Nach einer kurzen Nacht und anfänglich etwas brummendem Kopf, machten wir uns am Freitag auf um das wohl bekannteste Wahrzeichen Paris zu entdecken, den Tour Eiffel. Die 324 m hohe und 10 Tonnen schwere Stahlkonstruktion aus dem Jahre 1889 ermöglichte uns einen faszinierenden Ausblick auf Paris. Unser folgendes Ziel auf unserem „Stundenplan“ war der Dôme des Invalides (Invalidendom). In der Geschichte ist er bekannt für seine Aufnahme und Versorgung von Kriegsversehrten, erbaut von Jules Hardouin-Mansart im klassizistischen Barockstil von 1679 bis 1708. Charakteristisch für das Gebäude ist die beeindruckende zweischalige goldene Kuppel. Weiterhin ist der Invalidendom bekannt für das Grabmal Napoléons, seinen Sarkophag.

 

Drittes Ausflugsziel stellte das Musée Rodin dar. Das Museum befindet sich im Palast Hôtel Biron und beherbergt eine Vielzahl von bedeutsamen Exponaten des Bildhauers Auguste Rodin, wie auch seiner langjährigen Geliebten Camille Claudel und eine private Kunstsammlung Rodins mit Gemälden von Vincent van Gogh. Abends stand als letzter Programmpunkt ein Besuch im Musée du Louvre an, welcher die Möglichkeit offenbarte, eine Kopie von Leonardo da Vincis Mona Lisa zu betrachten. Eindeutig zu kurz war der Besuch in diesem Museum, viel mehr Zeit und Ruhe wären notwendig, um die Kunst der Vergangenheit genießen zu können.

 

Am letzten Tag teilte sich die Klasse in kleine Grüppchen und erkundete verschiedene Orte und Sehenswürdigkeiten wie die Avenue des Champs-Élysées [Anm. d.

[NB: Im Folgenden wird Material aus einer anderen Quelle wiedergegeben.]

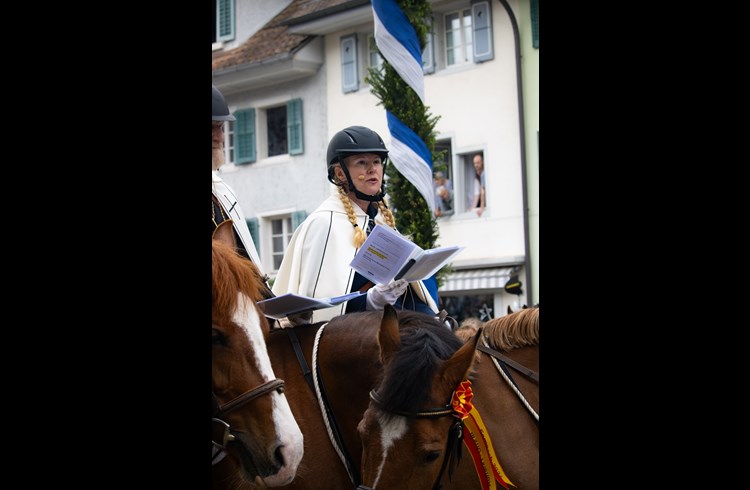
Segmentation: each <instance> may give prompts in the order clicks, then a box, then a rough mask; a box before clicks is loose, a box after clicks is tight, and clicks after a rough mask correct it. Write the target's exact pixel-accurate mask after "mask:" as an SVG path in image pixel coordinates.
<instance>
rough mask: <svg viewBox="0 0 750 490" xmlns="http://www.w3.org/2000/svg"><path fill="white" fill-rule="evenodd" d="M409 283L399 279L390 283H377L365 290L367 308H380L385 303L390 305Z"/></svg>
mask: <svg viewBox="0 0 750 490" xmlns="http://www.w3.org/2000/svg"><path fill="white" fill-rule="evenodd" d="M407 287H409V283H408V282H406V279H399V280H398V281H393V282H391V283H390V284H378V285H376V286H373V287H371V288H370V289H368V290H367V309H368V310H382V309H383V307H384V306H385V305H386V304H389V305H392V304H393V303H395V302H396V300H397V299H398V298H399V297H400V296H401V295H402V294H404V291H406V288H407Z"/></svg>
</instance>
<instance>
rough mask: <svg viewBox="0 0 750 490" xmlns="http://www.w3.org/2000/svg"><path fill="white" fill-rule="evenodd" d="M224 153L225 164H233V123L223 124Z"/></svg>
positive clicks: (233, 149) (232, 121) (233, 135)
mask: <svg viewBox="0 0 750 490" xmlns="http://www.w3.org/2000/svg"><path fill="white" fill-rule="evenodd" d="M224 152H225V157H224V158H225V159H226V162H227V163H228V164H230V165H233V164H234V121H227V122H226V123H224Z"/></svg>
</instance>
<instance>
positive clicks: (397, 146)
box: [372, 0, 435, 213]
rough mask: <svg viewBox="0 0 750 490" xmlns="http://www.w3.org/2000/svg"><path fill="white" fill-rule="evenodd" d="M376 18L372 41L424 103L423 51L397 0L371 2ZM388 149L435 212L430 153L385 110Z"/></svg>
mask: <svg viewBox="0 0 750 490" xmlns="http://www.w3.org/2000/svg"><path fill="white" fill-rule="evenodd" d="M372 10H373V17H374V18H375V42H376V43H377V45H378V49H380V52H381V53H383V56H384V57H385V59H386V60H388V63H390V64H391V66H393V69H394V70H396V73H398V74H399V76H401V78H402V79H403V80H404V81H405V82H406V83H407V84H408V85H409V86H410V87H411V88H412V89H413V90H414V92H415V93H416V94H417V95H418V96H419V98H420V99H421V100H422V103H423V104H424V102H425V99H424V73H423V72H422V51H421V50H420V49H419V39H418V38H417V33H416V31H415V30H414V27H413V26H412V25H411V24H410V23H409V20H408V19H407V18H406V15H404V13H403V12H402V11H401V7H399V5H398V3H397V2H396V0H372ZM386 117H387V119H388V130H389V131H390V133H391V148H390V149H389V151H388V159H389V160H390V161H392V162H393V164H394V165H395V166H396V168H397V169H398V171H399V172H401V174H402V175H403V176H404V177H406V178H407V179H409V182H411V183H412V184H413V185H414V187H416V189H417V191H419V193H420V194H422V196H423V197H424V199H425V201H426V202H427V207H428V208H429V209H430V211H431V212H432V213H434V212H435V190H434V185H433V181H432V153H430V150H429V149H428V148H427V145H426V144H425V143H424V141H422V139H421V138H420V137H419V136H417V134H416V133H415V132H414V131H412V129H411V128H409V127H408V126H407V125H406V124H404V123H403V122H402V121H401V120H399V119H398V118H397V117H396V116H394V115H393V114H392V113H390V112H388V111H386Z"/></svg>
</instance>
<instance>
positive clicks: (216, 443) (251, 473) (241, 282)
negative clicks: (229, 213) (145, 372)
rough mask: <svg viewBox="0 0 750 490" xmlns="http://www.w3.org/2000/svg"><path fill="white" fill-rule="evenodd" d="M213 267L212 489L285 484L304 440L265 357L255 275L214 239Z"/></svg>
mask: <svg viewBox="0 0 750 490" xmlns="http://www.w3.org/2000/svg"><path fill="white" fill-rule="evenodd" d="M211 265H212V305H211V344H212V350H211V385H212V386H211V388H212V389H211V391H212V414H213V415H212V420H213V422H212V449H213V451H212V452H213V455H212V478H213V488H232V489H233V488H237V487H239V486H242V485H245V484H251V485H256V484H257V485H259V486H263V487H266V486H267V487H277V486H280V485H284V484H287V483H289V482H290V481H291V480H292V479H293V478H294V476H295V474H296V471H297V467H298V465H299V463H300V461H301V460H302V455H303V440H302V439H303V438H302V433H301V431H300V428H299V426H298V425H297V423H296V421H295V420H294V417H293V415H292V411H291V409H290V407H289V403H288V401H287V399H286V397H285V396H284V394H283V386H284V381H283V380H280V379H276V375H275V374H274V371H273V369H272V367H271V361H270V359H269V357H268V353H267V351H266V338H267V336H268V333H269V326H268V322H267V321H266V318H265V316H264V315H263V314H262V313H261V312H260V311H259V309H258V307H257V306H256V304H255V302H256V301H258V300H259V299H260V291H261V289H262V281H261V279H260V273H259V271H258V269H257V268H256V267H255V266H254V265H253V264H252V262H250V261H248V260H246V259H244V258H242V257H240V256H239V255H238V254H237V253H236V252H235V251H234V250H233V248H232V247H231V246H227V245H225V244H223V243H221V242H218V241H216V240H213V241H212V262H211Z"/></svg>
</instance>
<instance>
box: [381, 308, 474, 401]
mask: <svg viewBox="0 0 750 490" xmlns="http://www.w3.org/2000/svg"><path fill="white" fill-rule="evenodd" d="M399 324H400V333H401V348H400V349H399V350H398V351H397V352H396V354H395V355H394V357H393V358H392V359H391V362H390V363H389V364H388V366H386V368H385V374H384V377H383V382H382V383H381V384H380V387H379V388H378V397H379V399H380V401H381V403H382V405H383V409H384V410H385V411H394V410H398V411H403V412H417V411H420V410H422V409H424V408H434V407H425V403H426V398H427V396H428V395H429V393H430V388H431V384H432V378H433V375H434V374H435V371H436V370H437V368H438V366H439V365H440V363H441V361H444V360H446V359H448V358H450V357H451V356H452V355H453V354H454V353H455V352H456V350H458V349H459V348H460V347H461V345H462V343H461V341H460V340H459V339H458V338H457V337H456V336H455V335H453V333H452V332H451V331H450V330H448V329H447V328H446V327H445V325H444V324H442V323H440V322H438V321H437V320H435V319H433V318H430V317H428V316H426V315H421V314H416V313H400V314H399ZM448 401H449V400H445V403H448Z"/></svg>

Red.: Tschamps… (Frau Wabbels einzigartige Aussprache…)], den Arc de Triomphe (Triumpfbogen) oder die Rue de Rivoli. Nachmittags traten wir leider – oder zum Glück – die Heimreise an, um uns endlich mal wieder richtig auszuschlafen.

 

Fazit: Paris war superschön, interessant, unglaublich facettenreich – eine Stadt, die bestimmt einige immer wieder gerne besuchen werden.

 

Herzlichen Dank an unsere begleitenden Lehrkörper, es war wirklich alles super organisiert und wunderbar abgestimmt. Danke!